Photo Credit: Patrick Denker via Compfight cc
Photo Credit: Patrick Denker via Compfight cc

A friend of mine told me last week that when he opened his newspaper, there was an enclosed fly-leaf which turned out to be a dress-code reminder from the Catholic church to the ladies attending mass. Ladies were supposed to be dressed modestly and not show up in spaghetti straps or shorts, perhaps because their naked shoulders or thighs might distract the men, including the priests, or cause other women to be envious.

This got me to thinking of my own experiences of having to show up in my “Sunday best” when attending church. I remember sometime in my teens when I wanted to just wear a simple T-shirt and jeans but my dad chastised me, saying that I should wear something nice “for the Lord.”

I wasn’t too vocal about it then but I think the Lord couldn’t care any less what I wore. After all, it also says in 1 Samuel 16:7 that “man looks at the outward appearance, but the Lord looks at the heart.” It is ironic that a ceremony designed to welcome everyone to focus on no one else but God, should have all these social conventions that keep other people from feeling too uncomfortable.

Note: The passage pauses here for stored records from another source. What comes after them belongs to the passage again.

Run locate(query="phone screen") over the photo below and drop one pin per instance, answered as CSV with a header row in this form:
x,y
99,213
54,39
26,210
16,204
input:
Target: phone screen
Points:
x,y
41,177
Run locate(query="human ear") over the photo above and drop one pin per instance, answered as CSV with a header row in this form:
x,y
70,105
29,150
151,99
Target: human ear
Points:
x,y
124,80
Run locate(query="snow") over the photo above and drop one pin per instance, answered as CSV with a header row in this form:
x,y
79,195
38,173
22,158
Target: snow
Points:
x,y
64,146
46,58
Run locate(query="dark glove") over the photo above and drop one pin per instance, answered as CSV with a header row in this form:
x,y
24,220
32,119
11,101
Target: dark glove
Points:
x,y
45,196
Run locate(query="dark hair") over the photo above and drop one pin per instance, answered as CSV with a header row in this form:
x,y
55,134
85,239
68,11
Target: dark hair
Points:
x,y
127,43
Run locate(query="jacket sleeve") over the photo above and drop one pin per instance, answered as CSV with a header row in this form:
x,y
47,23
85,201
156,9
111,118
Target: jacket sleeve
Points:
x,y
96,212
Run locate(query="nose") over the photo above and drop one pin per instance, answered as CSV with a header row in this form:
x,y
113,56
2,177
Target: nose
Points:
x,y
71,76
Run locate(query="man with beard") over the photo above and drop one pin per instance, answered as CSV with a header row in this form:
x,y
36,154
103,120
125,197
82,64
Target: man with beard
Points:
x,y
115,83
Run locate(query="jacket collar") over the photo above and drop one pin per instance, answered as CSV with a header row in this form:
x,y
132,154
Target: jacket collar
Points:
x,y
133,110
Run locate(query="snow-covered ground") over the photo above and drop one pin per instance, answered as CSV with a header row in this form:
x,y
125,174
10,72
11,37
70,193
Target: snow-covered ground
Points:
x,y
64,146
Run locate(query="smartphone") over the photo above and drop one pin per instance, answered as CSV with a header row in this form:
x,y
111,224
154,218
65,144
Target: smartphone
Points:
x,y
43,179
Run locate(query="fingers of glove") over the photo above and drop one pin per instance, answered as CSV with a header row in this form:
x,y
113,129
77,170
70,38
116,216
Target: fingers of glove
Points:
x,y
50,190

Some Christians will likely quote Jesus’ story in Matthew 22 where Jesus talks about a king inviting everyone to the wedding banquet of his son, but during the wedding finds someone who didn’t have “wedding clothes,” and so tied the poor fellow up and threw him outside. So it was on that principle that people were demanded to “show respect to the Lord” when appearing for Sunday service.

However, the Book of James 2:2-4 states, “Suppose a man comes into your meeting wearing a gold ring and fine clothes, and a poor man in filthy old clothes also comes in. If you show special attention to the man wearing fine clothes and say, “Here’s a good seat for you,” but say to the poor man, “You stand there” or “Sit on the floor by my feet,” have you not discriminated among yourselves and become judges with evil thoughts?”

What I gather then from this is that, yes, you show a certain respect towards the occasion by dressing appropriately, but the ultimate arbiter of what “respect” means surely has to be the the person you are giving respect to, and not the doorman. That is what James seems to be saying, to not discriminate and judge others by their outward appearance.

I mean, why should it have mattered to the creator of the universe what I wore when he could see me naked day in and day out in the bathroom? In the gospel stories, Jesus certainly didn’t care what the people who associated with him wore. He welcomed whores, beggars, drunkards and the like. When a man shows up at the door with a beer bottle in hand, or a woman in a tight miniskirt and a tube top, do you turn these people away, look at them apprehensively, or welcome them with a warm and genuine smile?

Anyway, these are simply intellectual musings for me at this point in time as I no longer attend church but for those who still do, this might be something for you to think about.